People have shown a lot of interest in what we’re doing, and as a result we’re involved in several clinical studies,” Hamill said. “We stand out because we’re a private, nonprofit group that works with companies of all sizes.”

The Alliance may stand out, but it won’t stand alone for very long. The Colorado Bar Association is leading the effort to develop a second employer co-op for health-care purchasing, which will involve more employers and more insurance companies in the bulk purchase of health care.

Small businesses mean big business for insurance companies. Nearly two-thirds of companies with 10 or more employees offered health benefits last year, according to Foster Higgins’ 1996 National Survey of Employer-sponsored Health Plans, Among firms with fewer than 50 workers, 57 percent offered coverage.

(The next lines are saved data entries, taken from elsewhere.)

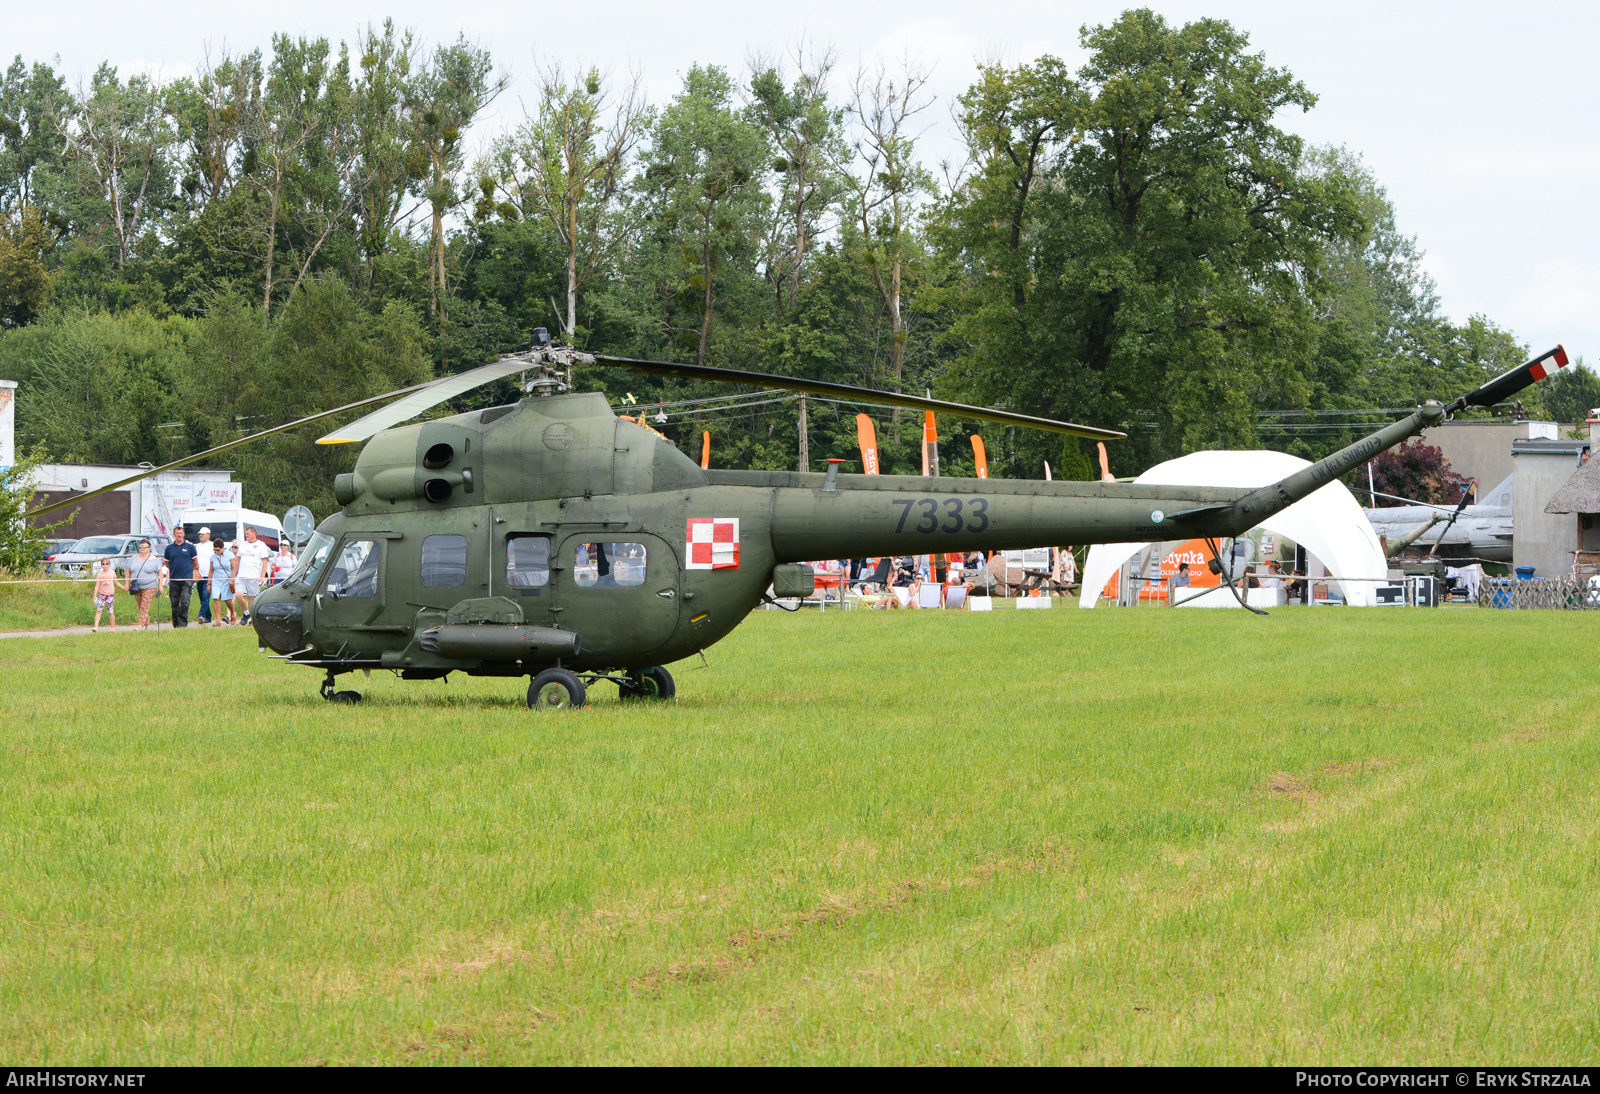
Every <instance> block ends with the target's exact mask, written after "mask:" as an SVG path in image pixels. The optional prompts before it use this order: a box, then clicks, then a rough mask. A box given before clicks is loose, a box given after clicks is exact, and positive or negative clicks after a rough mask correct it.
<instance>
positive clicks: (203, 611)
mask: <svg viewBox="0 0 1600 1094" xmlns="http://www.w3.org/2000/svg"><path fill="white" fill-rule="evenodd" d="M195 547H197V550H198V552H200V553H198V555H195V597H198V598H200V624H202V625H205V624H208V622H211V565H213V561H214V557H216V550H214V549H213V547H211V529H210V528H202V529H200V541H198V542H197V544H195Z"/></svg>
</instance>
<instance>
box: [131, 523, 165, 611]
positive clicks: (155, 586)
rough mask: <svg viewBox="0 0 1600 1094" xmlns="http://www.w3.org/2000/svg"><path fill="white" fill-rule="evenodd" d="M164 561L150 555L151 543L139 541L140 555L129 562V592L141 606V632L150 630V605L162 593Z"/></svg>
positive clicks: (154, 600)
mask: <svg viewBox="0 0 1600 1094" xmlns="http://www.w3.org/2000/svg"><path fill="white" fill-rule="evenodd" d="M162 584H163V582H162V560H160V558H157V557H154V555H152V553H150V541H149V539H141V541H139V553H138V557H136V558H131V560H128V592H131V593H133V598H134V600H136V601H138V605H139V630H149V629H150V605H154V603H155V595H157V593H158V592H162Z"/></svg>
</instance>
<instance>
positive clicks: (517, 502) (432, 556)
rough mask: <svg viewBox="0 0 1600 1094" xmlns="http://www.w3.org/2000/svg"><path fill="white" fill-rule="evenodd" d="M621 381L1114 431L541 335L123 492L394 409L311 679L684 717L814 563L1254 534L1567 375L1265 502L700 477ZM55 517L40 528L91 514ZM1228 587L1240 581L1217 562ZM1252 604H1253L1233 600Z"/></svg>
mask: <svg viewBox="0 0 1600 1094" xmlns="http://www.w3.org/2000/svg"><path fill="white" fill-rule="evenodd" d="M597 365H603V366H619V368H626V369H632V371H635V373H645V374H654V376H678V377H688V379H704V381H725V382H738V384H755V385H760V387H768V389H771V387H776V389H786V390H794V392H802V393H810V395H832V397H842V398H848V400H859V401H872V403H885V405H891V406H902V408H909V409H933V411H939V413H947V414H957V416H962V417H968V419H978V421H989V422H1002V424H1008V425H1026V427H1032V429H1043V430H1051V432H1056V433H1066V435H1075V437H1090V438H1117V437H1123V433H1118V432H1115V430H1106V429H1096V427H1091V425H1074V424H1070V422H1058V421H1051V419H1042V417H1030V416H1027V414H1018V413H1011V411H1000V409H990V408H981V406H965V405H960V403H947V401H942V400H934V398H918V397H914V395H899V393H888V392H877V390H869V389H859V387H850V385H843V384H830V382H821V381H808V379H795V377H787V376H770V374H765V373H749V371H739V369H725V368H714V366H702V365H674V363H664V361H645V360H634V358H619V357H606V355H602V353H586V352H582V350H576V349H566V347H558V345H552V344H550V342H549V339H547V337H546V336H544V331H542V329H538V331H534V337H533V339H531V342H530V345H528V349H526V350H525V352H518V353H514V355H509V357H506V358H502V360H499V361H494V363H490V365H485V366H482V368H475V369H470V371H466V373H461V374H456V376H448V377H443V379H438V381H434V382H429V384H421V385H418V387H413V389H402V390H400V392H389V393H387V395H379V397H374V398H370V400H362V401H358V403H350V405H347V406H341V408H336V409H331V411H323V413H320V414H314V416H309V417H302V419H299V421H294V422H288V424H285V425H278V427H275V429H270V430H262V432H261V433H256V435H253V437H246V438H242V440H237V441H230V443H227V445H221V446H218V448H213V449H208V451H205V453H197V454H195V456H189V457H186V459H182V461H174V462H171V464H166V465H163V467H157V469H152V470H147V472H142V473H141V475H134V477H131V478H128V480H123V483H114V485H110V486H107V488H104V489H115V488H117V486H120V485H125V483H131V481H138V480H139V478H144V477H149V475H154V473H157V472H160V470H166V469H170V467H178V465H182V464H189V462H195V461H200V459H205V457H208V456H214V454H218V453H221V451H226V449H230V448H237V446H238V445H245V443H250V441H253V440H256V438H259V437H266V435H270V433H277V432H285V430H288V429H296V427H299V425H304V424H307V422H312V421H318V419H325V417H330V416H334V414H341V413H347V411H350V409H357V408H363V406H370V405H376V403H381V401H384V400H394V401H392V403H390V405H389V406H384V408H382V409H378V411H374V413H371V414H366V416H365V417H360V419H358V421H355V422H352V424H349V425H346V427H342V429H338V430H334V432H331V433H328V435H325V437H322V438H320V443H326V445H338V443H357V441H366V446H365V448H363V449H362V454H360V457H358V459H357V464H355V470H354V472H350V473H346V475H339V477H338V478H336V480H334V485H333V488H334V497H336V499H338V502H339V504H341V505H342V510H341V512H338V513H334V515H331V517H330V518H328V520H325V521H323V523H322V525H320V526H318V528H317V531H315V533H314V536H312V539H310V542H309V544H307V545H306V549H304V550H302V553H301V561H299V565H298V566H296V569H294V571H293V574H291V576H290V577H288V579H286V581H285V582H282V584H278V585H274V587H272V589H269V590H266V592H262V593H261V597H259V598H258V600H256V605H254V617H253V625H254V629H256V633H258V637H259V640H261V643H262V646H264V648H270V649H272V651H275V653H274V656H277V657H280V659H282V661H285V662H286V664H291V665H304V667H309V669H317V670H322V672H323V683H322V694H323V697H325V699H328V701H331V702H358V701H360V694H358V693H355V691H339V689H338V677H339V675H344V673H350V672H357V670H368V672H370V670H373V669H389V670H394V672H397V673H398V675H400V677H402V678H403V680H438V678H443V677H448V675H450V673H453V672H464V673H469V675H478V677H517V678H520V677H530V678H531V681H530V685H528V707H530V709H536V710H550V709H562V707H582V705H584V704H586V697H587V686H589V685H595V683H600V681H608V683H613V685H616V686H618V689H619V694H621V697H622V699H670V697H672V696H674V694H675V685H674V680H672V675H670V673H669V672H667V670H666V669H664V667H662V665H666V664H669V662H674V661H678V659H682V657H688V656H691V654H694V653H696V651H704V649H706V648H707V646H710V645H712V643H715V641H717V640H720V638H723V637H725V635H726V633H728V632H731V630H733V629H734V627H736V625H738V624H739V621H742V619H744V617H746V616H747V614H749V613H750V611H752V609H754V608H757V606H758V605H760V603H762V601H763V598H765V597H766V595H768V592H766V590H768V587H771V590H773V595H774V597H795V595H808V593H810V592H813V590H814V581H813V574H811V569H810V566H806V565H805V560H811V558H846V557H848V558H859V557H866V555H914V553H918V555H920V553H936V552H957V550H1011V549H1026V547H1038V545H1048V544H1098V542H1128V541H1144V539H1194V537H1203V539H1208V541H1211V545H1213V555H1216V553H1218V552H1216V541H1218V539H1226V537H1237V536H1240V534H1243V533H1245V531H1246V529H1250V528H1251V526H1254V525H1258V523H1259V521H1262V520H1266V518H1267V517H1270V515H1272V513H1275V512H1278V510H1282V509H1285V507H1288V505H1291V504H1294V502H1296V501H1299V499H1302V497H1306V496H1307V494H1310V493H1312V491H1315V489H1318V488H1320V486H1323V485H1326V483H1330V481H1333V480H1334V478H1338V477H1339V475H1342V473H1344V472H1347V470H1350V469H1352V467H1357V465H1360V464H1362V462H1363V461H1366V459H1371V457H1373V456H1376V454H1378V453H1381V451H1384V449H1386V448H1390V446H1394V445H1397V443H1400V441H1402V440H1405V438H1408V437H1413V435H1416V433H1419V432H1421V430H1422V429H1426V427H1429V425H1434V424H1437V422H1438V421H1442V419H1443V417H1445V416H1446V414H1451V413H1456V411H1459V409H1464V408H1467V406H1493V405H1494V403H1499V401H1504V400H1506V398H1509V397H1510V395H1514V393H1517V392H1520V390H1522V389H1525V387H1528V385H1530V384H1533V382H1534V381H1539V379H1542V377H1544V376H1547V374H1552V373H1555V371H1557V369H1558V368H1562V366H1565V365H1566V352H1565V350H1563V349H1562V347H1560V345H1557V347H1555V349H1554V350H1550V352H1547V353H1542V355H1541V357H1538V358H1534V360H1531V361H1528V363H1526V365H1522V366H1518V368H1515V369H1510V371H1509V373H1506V374H1502V376H1499V377H1496V379H1493V381H1490V382H1488V384H1483V385H1482V387H1478V389H1477V390H1474V392H1470V393H1467V395H1462V397H1461V398H1458V400H1456V401H1453V403H1451V405H1448V406H1445V405H1443V403H1438V401H1434V400H1429V401H1427V403H1424V405H1422V406H1419V408H1418V409H1416V411H1414V413H1413V414H1408V416H1406V417H1403V419H1400V421H1397V422H1394V424H1390V425H1386V427H1384V429H1381V430H1378V432H1374V433H1371V435H1370V437H1366V438H1363V440H1360V441H1357V443H1354V445H1350V446H1347V448H1344V449H1341V451H1338V453H1334V454H1333V456H1328V457H1326V459H1322V461H1318V462H1315V464H1312V465H1309V467H1304V469H1301V470H1298V472H1296V473H1293V475H1290V477H1288V478H1285V480H1282V481H1277V483H1272V485H1269V486H1262V488H1259V489H1234V488H1202V486H1147V485H1138V483H1115V481H1029V480H994V478H944V477H912V475H845V473H840V470H838V462H830V464H829V469H827V472H826V473H818V472H752V470H702V469H701V467H699V465H698V464H694V462H693V461H691V459H690V457H688V456H685V454H683V453H682V451H678V448H677V446H675V445H674V443H672V441H669V440H667V438H666V437H662V435H659V433H656V432H653V430H650V429H645V427H643V425H638V424H635V422H632V421H627V419H621V417H618V416H616V414H614V413H613V411H611V408H610V405H608V403H606V400H605V397H603V395H600V393H594V392H589V393H584V392H576V390H573V369H574V368H579V366H597ZM512 374H522V389H523V392H525V397H523V398H522V400H520V401H517V403H514V405H509V406H494V408H491V409H483V411H472V413H469V414H454V416H451V417H440V419H434V421H424V422H421V424H411V425H402V422H406V421H408V419H411V417H416V416H418V414H421V413H424V411H427V409H429V408H432V406H437V405H440V403H443V401H446V400H450V398H454V397H456V395H461V393H462V392H467V390H472V389H475V387H480V385H483V384H490V382H494V381H498V379H504V377H509V376H512ZM83 497H85V496H78V497H75V499H72V501H70V502H58V504H54V505H50V507H46V509H42V510H35V512H37V513H46V512H51V510H54V509H62V507H66V505H72V504H78V502H80V501H82V499H83ZM1213 563H1214V566H1213V568H1214V569H1218V571H1221V569H1222V568H1221V563H1219V561H1216V558H1213ZM1235 595H1237V590H1235Z"/></svg>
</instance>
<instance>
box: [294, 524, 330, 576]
mask: <svg viewBox="0 0 1600 1094" xmlns="http://www.w3.org/2000/svg"><path fill="white" fill-rule="evenodd" d="M331 547H333V537H331V536H325V534H322V533H312V537H310V542H307V544H306V550H304V552H301V561H299V566H296V568H294V573H293V574H290V581H288V584H291V585H306V587H312V585H315V584H317V579H318V577H320V576H322V568H323V566H325V565H326V563H328V550H330V549H331Z"/></svg>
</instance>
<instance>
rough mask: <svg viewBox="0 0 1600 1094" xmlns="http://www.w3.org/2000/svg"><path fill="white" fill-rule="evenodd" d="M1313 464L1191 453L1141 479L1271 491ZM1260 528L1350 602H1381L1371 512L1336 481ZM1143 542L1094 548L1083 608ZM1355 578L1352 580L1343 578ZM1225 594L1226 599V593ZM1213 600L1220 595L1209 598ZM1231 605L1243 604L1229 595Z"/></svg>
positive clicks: (1086, 585)
mask: <svg viewBox="0 0 1600 1094" xmlns="http://www.w3.org/2000/svg"><path fill="white" fill-rule="evenodd" d="M1301 467H1309V462H1307V461H1304V459H1301V457H1299V456H1290V454H1288V453H1266V451H1256V453H1235V451H1214V453H1190V454H1189V456H1179V457H1178V459H1170V461H1166V462H1165V464H1157V465H1155V467H1152V469H1150V470H1147V472H1144V473H1142V475H1139V477H1138V478H1136V480H1134V481H1136V483H1149V485H1154V486H1243V488H1254V486H1266V485H1267V483H1275V481H1278V480H1280V478H1285V477H1286V475H1293V473H1294V472H1298V470H1299V469H1301ZM1261 528H1262V531H1269V533H1272V534H1275V536H1283V537H1286V539H1293V541H1294V542H1296V544H1299V545H1301V547H1304V549H1306V550H1307V552H1310V555H1312V557H1315V558H1317V560H1318V561H1322V565H1323V566H1326V568H1328V573H1330V574H1331V579H1330V581H1333V579H1341V581H1333V584H1338V585H1339V590H1341V593H1342V595H1344V603H1347V605H1357V606H1365V605H1376V603H1378V585H1379V584H1382V579H1384V577H1386V576H1387V573H1389V565H1387V561H1386V560H1384V550H1382V547H1381V545H1379V542H1378V534H1376V533H1374V531H1373V526H1371V523H1368V520H1366V513H1363V512H1362V507H1360V504H1358V502H1357V501H1355V497H1354V496H1352V494H1350V491H1349V489H1346V488H1344V483H1341V481H1338V480H1334V481H1331V483H1328V485H1326V486H1323V488H1322V489H1318V491H1315V493H1314V494H1310V496H1309V497H1304V499H1301V501H1298V502H1294V504H1293V505H1290V507H1288V509H1285V510H1283V512H1280V513H1275V515H1272V517H1269V518H1267V520H1264V521H1261ZM1149 545H1150V544H1149V542H1144V544H1096V545H1094V547H1090V557H1088V563H1086V565H1085V566H1083V592H1082V595H1080V597H1078V606H1080V608H1093V606H1094V605H1096V601H1098V600H1099V595H1101V590H1102V589H1104V587H1106V582H1107V581H1110V577H1112V576H1114V574H1115V573H1117V571H1118V569H1122V565H1123V563H1125V561H1128V560H1130V558H1133V557H1134V555H1138V553H1139V552H1141V550H1144V549H1146V547H1149ZM1342 579H1349V581H1342ZM1224 597H1227V593H1226V590H1224ZM1205 600H1206V601H1214V600H1216V598H1214V597H1206V598H1205ZM1227 606H1237V601H1235V600H1234V598H1232V597H1227Z"/></svg>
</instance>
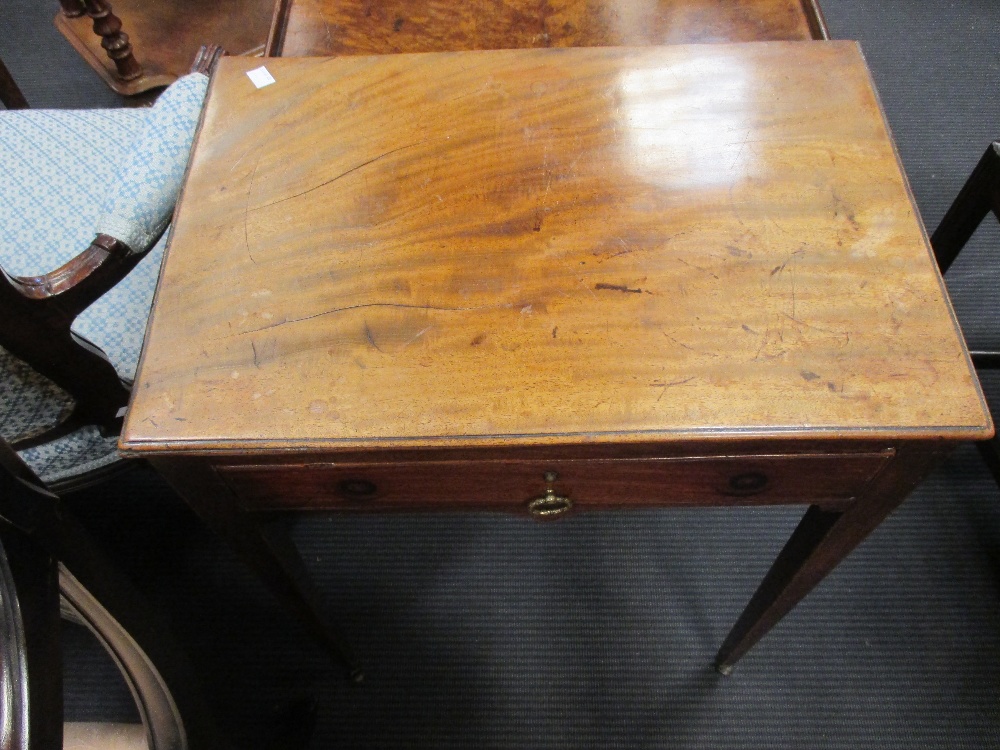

In Northern Colorado, as in other areas where managed-care penetration is picking up, insurance companies eye small businesses as a prime targets for commercial growth.

FHP of Colorado Inc. and other small-employer carriers — most of the major health-insurance companies licensed in the state – are focusing plans for growth on small business, Medicaid and Medicare.

Increased competition among insurance companies for small-employer business and continued efforts by federal and state legislators to ensure their access to affordable managed care give small-business owners maneuverability when it comes to health-care purchasing. And ultimately employees will benefit from their employer’s new-found clout.

Federal, state legislation broadens availability of low-cost insurance

Whether you employ only yourself or as many as 49 others, your ability to secure reasonably priced health care in Colorado has increased dramatically in recent years with the help of heavy-hitting federal and state legislation and innovative partnerships designed to pump up purchasing power.

Choice, availability and cost of managed health-care plans have improved for employers of all sizes in Colorado, and the situation will only get better with the enactment of new federal reforms this year, said Barbara Yondorf, director of policy and research for the Colorado Division of Insurance.